Clinical Trials Logo

Filter by:
NCT ID: NCT05444712 Recruiting - Clinical trials for Peripheral T Cell Lymphoma

Transplantation After Complete Response In Patients With T-cell Lymphoma

TRANSCRIPT
Start date: August 1, 2022
Phase: N/A
Study type: Interventional

Peripheral T-cell lymphoma (PTCL) encompasses a broad range of post-thymic (i.e., mature) sub-entities as defined by the 2017 WHO classification. The most common entities are angioimmunoblastic T-cell lymphoma (AITL) and other Tfh-phenotype PTCL or PTCL not otherwise specified (NOS), each representing approximately 20 to 25% of mature T- and NK/T-cell lymphomas. Compared to their B-cell counterparts, most PTCL confer dismal prognosis.

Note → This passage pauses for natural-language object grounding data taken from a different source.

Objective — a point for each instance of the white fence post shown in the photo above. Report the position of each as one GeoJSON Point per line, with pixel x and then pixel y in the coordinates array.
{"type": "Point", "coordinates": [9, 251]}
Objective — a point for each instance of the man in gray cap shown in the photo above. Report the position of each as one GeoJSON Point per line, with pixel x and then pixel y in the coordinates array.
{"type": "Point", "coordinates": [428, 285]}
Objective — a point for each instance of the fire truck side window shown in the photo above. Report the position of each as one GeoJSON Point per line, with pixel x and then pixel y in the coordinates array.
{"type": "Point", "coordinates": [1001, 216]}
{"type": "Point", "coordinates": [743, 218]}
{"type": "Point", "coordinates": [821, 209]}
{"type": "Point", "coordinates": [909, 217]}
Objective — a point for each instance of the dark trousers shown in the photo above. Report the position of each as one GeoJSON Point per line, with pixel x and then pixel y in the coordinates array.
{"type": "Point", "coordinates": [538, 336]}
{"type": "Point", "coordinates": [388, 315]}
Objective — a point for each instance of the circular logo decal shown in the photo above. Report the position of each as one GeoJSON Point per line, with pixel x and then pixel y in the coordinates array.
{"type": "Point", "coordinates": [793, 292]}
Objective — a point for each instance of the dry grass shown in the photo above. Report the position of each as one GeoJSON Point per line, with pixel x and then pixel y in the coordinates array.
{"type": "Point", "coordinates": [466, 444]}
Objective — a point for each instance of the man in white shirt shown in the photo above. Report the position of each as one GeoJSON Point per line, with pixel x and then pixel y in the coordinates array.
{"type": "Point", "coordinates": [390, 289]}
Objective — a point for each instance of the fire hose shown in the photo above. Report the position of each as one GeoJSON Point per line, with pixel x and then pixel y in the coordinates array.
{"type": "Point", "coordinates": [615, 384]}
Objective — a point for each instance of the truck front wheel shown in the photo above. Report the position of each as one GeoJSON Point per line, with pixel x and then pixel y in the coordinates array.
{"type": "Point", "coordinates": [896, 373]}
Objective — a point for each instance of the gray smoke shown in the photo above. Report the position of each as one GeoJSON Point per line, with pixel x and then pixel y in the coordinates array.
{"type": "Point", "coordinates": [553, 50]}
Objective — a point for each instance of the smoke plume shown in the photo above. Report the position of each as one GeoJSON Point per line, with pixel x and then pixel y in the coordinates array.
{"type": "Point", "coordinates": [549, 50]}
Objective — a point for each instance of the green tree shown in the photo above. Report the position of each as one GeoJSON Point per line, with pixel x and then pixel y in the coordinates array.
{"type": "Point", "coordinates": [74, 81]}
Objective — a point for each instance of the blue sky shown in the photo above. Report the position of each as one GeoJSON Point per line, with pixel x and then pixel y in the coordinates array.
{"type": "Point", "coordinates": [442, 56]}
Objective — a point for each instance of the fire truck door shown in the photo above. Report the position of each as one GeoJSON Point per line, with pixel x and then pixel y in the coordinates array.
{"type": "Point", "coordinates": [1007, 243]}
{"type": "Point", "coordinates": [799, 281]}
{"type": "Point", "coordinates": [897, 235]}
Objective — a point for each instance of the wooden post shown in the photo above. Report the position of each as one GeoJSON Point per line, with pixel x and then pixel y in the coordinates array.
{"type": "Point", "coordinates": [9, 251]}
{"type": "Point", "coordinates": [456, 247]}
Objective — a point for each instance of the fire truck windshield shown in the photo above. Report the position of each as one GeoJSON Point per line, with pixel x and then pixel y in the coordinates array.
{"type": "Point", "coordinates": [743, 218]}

In fact, except for anaplastic lymphoma kinase (ALK)-positive systemic anaplastic large cell lymphoma (sALCL), 10-year overall survival for patients with PTCL barely exceeds 30%. Given the infrequency and the heterogeneity of these malignancies, no real consensus on first-line treatment has been established for most PTCL. The place of autologous stem cell transplantation (ASCT) as a consolidation procedure for patients with PTCL achieving a complete metabolic response after induction is still highly debated. ESMO recommendations and recent guidelines from a committee of the American Society for Blood and Marrow Transplantation currently propose ASCT as first-line therapy for transplant-eligible patients for all patients reaching at least a partial response (PR) after induction. NCCN guidelines (version 2.2017) recommend ASCT or observation in case of metabolic CR but salvage regimen in case of residual disease after induction.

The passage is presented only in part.